Prime submodule equivalence statement

Question

By a prime submodule $P$ of an $R$-module $M$ we mean, $P\neq M $ and for every ideal $I$ of $R$ and every submodule $N$ of $M$, if $IN\subseteq P$ , then either $N\subseteq P$ or $IM\subseteq P$.

Let $P$ be a proper submodule of $M$ with $P:M=\operatorname{Ann}(M/P)=N$. Then $P$ is a prime submodule of $M$ if and only if $M/P$ is a torsion-free $R/N$-module.

My questions: $1.$ Can anyone help me to prove the previous equivalences?

$2.$ Is it true for any ring or for commutative rings only?

Thanks in advance

Answer 1

$\DeclareMathOperator\Tor{Tor}\DeclareMathOperator\Ann{Ann}$ I think your statement is false, but it can be corrected as follows:

Let $R$ be a commutative ring with unit, $M$ be an $R$-module, $P\subset M$ be an $R$-submodule and $\mathfrak p=\Ann_R(M/P)$. Then $P$ is a prime submodule of $M$ if and only if $\mathfrak p$ is a prime ideal and $\Tor_{R/\mathfrak p}(M/P)=\{0\}$.

Assume $P$ to be a prime $R$-submodule. Then $\mathfrak p=\Ann_R(M/P)$ is a prime ideal in $R$. For let $a,b\in R$ such that $ab\in\mathfrak p$ so that $Mab\subseteq P$. Then $Ma\subseteq M$, $bR\subseteq R$ and $(Ma)(bR)\subseteq Mab\subseteq P$. Since $P$ is prime, we have $Ma\subseteq P$ or $M(bR)=Mb\subseteq P$ that's $a\in\mathfrak p$ or $b\in\mathfrak p$.
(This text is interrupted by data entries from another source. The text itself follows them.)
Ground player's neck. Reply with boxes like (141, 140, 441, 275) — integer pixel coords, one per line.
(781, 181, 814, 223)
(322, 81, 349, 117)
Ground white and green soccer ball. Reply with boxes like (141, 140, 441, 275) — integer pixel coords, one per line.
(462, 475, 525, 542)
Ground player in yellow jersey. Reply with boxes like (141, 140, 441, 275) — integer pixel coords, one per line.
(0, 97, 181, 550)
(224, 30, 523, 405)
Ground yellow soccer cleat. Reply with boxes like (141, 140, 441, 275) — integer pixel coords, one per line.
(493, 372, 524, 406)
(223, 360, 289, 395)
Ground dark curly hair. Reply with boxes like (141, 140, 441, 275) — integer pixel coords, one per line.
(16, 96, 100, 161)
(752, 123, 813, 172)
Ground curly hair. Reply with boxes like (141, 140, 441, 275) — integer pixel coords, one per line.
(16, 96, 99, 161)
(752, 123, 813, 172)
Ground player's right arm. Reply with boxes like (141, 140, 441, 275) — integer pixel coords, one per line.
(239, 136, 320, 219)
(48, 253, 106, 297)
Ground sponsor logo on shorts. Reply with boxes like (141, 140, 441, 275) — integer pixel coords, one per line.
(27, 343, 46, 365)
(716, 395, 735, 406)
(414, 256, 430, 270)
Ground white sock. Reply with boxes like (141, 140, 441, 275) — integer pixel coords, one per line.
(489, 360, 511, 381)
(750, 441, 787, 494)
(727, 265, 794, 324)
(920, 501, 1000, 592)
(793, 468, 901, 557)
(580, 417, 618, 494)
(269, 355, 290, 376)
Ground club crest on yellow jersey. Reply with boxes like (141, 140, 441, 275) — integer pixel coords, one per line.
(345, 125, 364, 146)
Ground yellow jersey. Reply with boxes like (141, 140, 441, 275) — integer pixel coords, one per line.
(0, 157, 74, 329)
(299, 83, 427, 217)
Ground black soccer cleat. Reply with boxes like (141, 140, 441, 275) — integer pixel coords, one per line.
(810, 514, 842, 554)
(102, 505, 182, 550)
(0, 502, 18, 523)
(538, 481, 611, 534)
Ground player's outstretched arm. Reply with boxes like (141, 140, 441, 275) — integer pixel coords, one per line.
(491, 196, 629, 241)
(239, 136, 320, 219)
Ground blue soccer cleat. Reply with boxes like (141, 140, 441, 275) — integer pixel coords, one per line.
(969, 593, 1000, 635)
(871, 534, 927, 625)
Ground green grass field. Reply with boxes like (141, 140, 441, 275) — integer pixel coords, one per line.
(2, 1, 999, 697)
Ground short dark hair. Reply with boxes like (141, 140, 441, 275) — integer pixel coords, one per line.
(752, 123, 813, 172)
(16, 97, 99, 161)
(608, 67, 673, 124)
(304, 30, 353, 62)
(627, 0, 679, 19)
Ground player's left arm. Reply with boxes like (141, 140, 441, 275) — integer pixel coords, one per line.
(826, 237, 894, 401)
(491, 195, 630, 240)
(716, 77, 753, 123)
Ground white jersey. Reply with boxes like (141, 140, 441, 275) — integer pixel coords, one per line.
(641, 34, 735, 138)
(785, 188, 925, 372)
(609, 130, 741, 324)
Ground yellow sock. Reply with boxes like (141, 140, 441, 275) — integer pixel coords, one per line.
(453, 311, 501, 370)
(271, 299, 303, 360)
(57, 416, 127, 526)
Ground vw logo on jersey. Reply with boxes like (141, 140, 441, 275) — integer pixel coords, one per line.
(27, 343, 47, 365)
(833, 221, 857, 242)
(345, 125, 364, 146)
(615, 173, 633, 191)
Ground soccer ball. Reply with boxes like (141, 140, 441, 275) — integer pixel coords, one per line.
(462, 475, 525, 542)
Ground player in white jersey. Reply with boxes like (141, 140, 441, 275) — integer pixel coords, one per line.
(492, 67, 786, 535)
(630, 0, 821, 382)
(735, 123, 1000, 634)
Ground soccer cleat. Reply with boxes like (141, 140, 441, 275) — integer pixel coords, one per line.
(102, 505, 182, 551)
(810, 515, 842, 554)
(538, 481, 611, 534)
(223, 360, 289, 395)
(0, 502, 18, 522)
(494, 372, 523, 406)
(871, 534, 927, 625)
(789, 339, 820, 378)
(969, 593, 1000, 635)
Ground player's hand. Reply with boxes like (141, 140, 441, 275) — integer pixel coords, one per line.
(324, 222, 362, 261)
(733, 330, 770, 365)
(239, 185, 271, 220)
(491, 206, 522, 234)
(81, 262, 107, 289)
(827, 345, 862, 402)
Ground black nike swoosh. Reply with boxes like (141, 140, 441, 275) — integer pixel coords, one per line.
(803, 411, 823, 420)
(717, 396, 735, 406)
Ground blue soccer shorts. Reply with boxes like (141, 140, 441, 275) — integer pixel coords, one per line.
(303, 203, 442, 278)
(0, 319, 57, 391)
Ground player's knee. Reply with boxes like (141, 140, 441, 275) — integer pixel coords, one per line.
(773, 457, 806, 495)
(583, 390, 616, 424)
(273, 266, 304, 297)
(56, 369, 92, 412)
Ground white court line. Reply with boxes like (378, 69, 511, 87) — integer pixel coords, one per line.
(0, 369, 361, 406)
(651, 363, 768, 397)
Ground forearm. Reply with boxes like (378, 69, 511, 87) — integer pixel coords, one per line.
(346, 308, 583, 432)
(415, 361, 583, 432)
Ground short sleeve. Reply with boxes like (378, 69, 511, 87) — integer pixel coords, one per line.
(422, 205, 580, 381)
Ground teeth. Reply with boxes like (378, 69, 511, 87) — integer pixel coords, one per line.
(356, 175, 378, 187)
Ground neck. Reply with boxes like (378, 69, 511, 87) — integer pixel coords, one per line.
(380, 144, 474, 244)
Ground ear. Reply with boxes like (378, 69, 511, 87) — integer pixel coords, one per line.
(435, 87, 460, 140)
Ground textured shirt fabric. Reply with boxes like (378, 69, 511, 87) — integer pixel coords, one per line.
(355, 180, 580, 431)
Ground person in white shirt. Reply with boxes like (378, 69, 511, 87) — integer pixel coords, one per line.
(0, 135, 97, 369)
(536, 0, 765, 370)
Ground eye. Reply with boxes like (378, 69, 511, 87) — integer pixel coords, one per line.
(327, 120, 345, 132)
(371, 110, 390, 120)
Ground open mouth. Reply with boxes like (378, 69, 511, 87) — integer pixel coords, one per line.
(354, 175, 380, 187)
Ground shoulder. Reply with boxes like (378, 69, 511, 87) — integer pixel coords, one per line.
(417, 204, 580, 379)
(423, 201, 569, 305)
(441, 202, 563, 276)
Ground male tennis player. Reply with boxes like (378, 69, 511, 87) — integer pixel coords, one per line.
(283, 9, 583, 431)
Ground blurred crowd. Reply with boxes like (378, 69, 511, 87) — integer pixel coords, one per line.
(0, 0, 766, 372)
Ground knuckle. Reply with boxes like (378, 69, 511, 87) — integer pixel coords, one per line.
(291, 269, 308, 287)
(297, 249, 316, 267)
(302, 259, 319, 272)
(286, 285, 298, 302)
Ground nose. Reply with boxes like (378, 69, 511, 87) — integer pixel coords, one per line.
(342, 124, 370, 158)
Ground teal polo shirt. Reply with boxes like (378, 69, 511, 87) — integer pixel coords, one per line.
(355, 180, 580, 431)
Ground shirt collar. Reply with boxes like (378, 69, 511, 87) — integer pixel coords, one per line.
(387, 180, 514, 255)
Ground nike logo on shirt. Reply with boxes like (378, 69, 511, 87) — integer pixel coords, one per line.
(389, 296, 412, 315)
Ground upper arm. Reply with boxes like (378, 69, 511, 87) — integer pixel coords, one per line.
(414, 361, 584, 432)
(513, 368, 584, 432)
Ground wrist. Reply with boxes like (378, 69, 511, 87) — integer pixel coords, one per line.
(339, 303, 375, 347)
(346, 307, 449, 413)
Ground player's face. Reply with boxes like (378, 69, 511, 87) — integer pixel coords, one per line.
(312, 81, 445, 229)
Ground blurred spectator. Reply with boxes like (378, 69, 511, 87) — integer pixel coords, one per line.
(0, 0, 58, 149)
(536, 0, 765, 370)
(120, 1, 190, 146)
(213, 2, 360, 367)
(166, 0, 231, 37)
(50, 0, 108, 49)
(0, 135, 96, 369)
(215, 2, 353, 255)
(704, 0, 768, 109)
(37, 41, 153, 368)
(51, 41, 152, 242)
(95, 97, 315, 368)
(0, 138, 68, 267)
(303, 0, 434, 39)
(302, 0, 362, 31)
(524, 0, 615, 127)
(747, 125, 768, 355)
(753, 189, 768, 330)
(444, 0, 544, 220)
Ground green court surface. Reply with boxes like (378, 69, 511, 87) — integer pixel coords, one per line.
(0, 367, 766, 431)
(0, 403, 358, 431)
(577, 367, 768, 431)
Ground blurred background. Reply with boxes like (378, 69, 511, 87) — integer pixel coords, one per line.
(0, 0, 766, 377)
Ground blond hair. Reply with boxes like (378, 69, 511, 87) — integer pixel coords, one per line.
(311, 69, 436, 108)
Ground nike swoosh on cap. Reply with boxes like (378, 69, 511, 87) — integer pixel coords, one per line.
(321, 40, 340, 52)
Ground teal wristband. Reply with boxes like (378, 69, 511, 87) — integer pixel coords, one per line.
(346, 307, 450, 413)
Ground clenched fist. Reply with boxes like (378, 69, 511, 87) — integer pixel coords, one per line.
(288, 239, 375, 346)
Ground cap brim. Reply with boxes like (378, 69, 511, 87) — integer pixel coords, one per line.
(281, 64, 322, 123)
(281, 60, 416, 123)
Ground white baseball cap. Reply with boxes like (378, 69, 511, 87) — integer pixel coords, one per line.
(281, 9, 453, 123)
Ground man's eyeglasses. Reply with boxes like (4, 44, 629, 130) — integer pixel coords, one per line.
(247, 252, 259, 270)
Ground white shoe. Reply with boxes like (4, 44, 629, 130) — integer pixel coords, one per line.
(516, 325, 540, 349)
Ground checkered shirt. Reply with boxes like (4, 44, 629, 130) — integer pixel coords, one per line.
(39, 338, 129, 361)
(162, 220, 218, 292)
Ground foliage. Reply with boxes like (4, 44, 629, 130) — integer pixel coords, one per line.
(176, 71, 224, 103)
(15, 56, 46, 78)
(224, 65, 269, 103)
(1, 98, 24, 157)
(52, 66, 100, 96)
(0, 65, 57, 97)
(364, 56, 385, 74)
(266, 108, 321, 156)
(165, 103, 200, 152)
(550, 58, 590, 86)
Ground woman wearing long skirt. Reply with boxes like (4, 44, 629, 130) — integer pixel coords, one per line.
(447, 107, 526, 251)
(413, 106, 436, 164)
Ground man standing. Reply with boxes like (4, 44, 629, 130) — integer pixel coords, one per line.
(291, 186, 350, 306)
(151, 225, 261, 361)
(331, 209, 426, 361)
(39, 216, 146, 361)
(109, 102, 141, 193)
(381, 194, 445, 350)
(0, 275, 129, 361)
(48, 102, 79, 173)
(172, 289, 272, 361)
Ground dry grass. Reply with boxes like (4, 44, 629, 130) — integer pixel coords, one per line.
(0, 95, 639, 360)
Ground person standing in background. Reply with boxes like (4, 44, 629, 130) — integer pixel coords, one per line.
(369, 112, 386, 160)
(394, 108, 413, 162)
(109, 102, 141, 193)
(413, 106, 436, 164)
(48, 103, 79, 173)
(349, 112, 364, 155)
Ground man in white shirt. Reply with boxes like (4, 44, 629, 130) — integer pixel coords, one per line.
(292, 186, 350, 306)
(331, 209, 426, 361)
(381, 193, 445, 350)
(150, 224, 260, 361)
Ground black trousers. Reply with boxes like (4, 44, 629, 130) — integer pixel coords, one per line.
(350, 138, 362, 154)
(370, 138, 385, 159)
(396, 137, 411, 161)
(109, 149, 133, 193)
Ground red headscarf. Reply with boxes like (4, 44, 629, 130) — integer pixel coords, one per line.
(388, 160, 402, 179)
Let $P$ be a prime submodule of $M$ and $x\in M$ such that $x+P\in\Tor_{R/\mathfrak p}(M/P)$. Then there exists $r$ such that $(x+P)(r+\mathfrak p)=0\in M/P$ and $r+\mathfrak p\neq 0$ in $R/\mathfrak p$. We have $xr\in P$. Let $N=rR$ and $\mathfrak a=rR$. Then $N\mathfrak a=xrR\subseteq P$ hence $N\subseteq P$ or $M\mathfrak a\subseteq P$. In the first case, $x\in P$ that's $x+P=0\in M/P$. On the other hand, if $Mr\subseteq P$, hence $r\in\Ann_R(M/P)=\mathfrak p$ so that $r+\mathfrak p=0\in R/\mathfrak p$ which is a contradiction. This proves $\Tor_{R/\mathfrak p}(M/P)=\{0\}$.

Conversely, let $\mathfrak p=\Ann_R(M/P)$ be a prime ideal in $R$ and $\Tor_{R/\mathfrak p}(M/P)=\{0\}$. Let $N\subseteq M$ be a submodule and $\mathfrak a\subseteq R$ be an ideal such that $N\mathfrak a\subseteq P$ and $N\not\subseteq P$; we have to show $M\mathfrak a\subseteq P$. Let $x\in M$ and $a\in\mathfrak a$. We have $Na\subseteq N\mathfrak a\subseteq P$, hence if $y\in N-P$ we have $ya\in P$, so that $(y+P)(a+\mathfrak p)=0$ in $M/P$. Since $\Tor_{R/\mathfrak p}(M/P)=\{0\}$ and $y+P\neq 0$ in $M/P$ we must have $a+\mathfrak p=0$ in $R/\mathfrak p$, that's $a\in\mathfrak p$. Consequently, $xa\in M\mathfrak p\subseteq P$.

If $R$ is not commutative, $\Ann_R(M/P)$ can be no a two-sided ideal of $R$, hence the assumption $R$-commutative is necessary.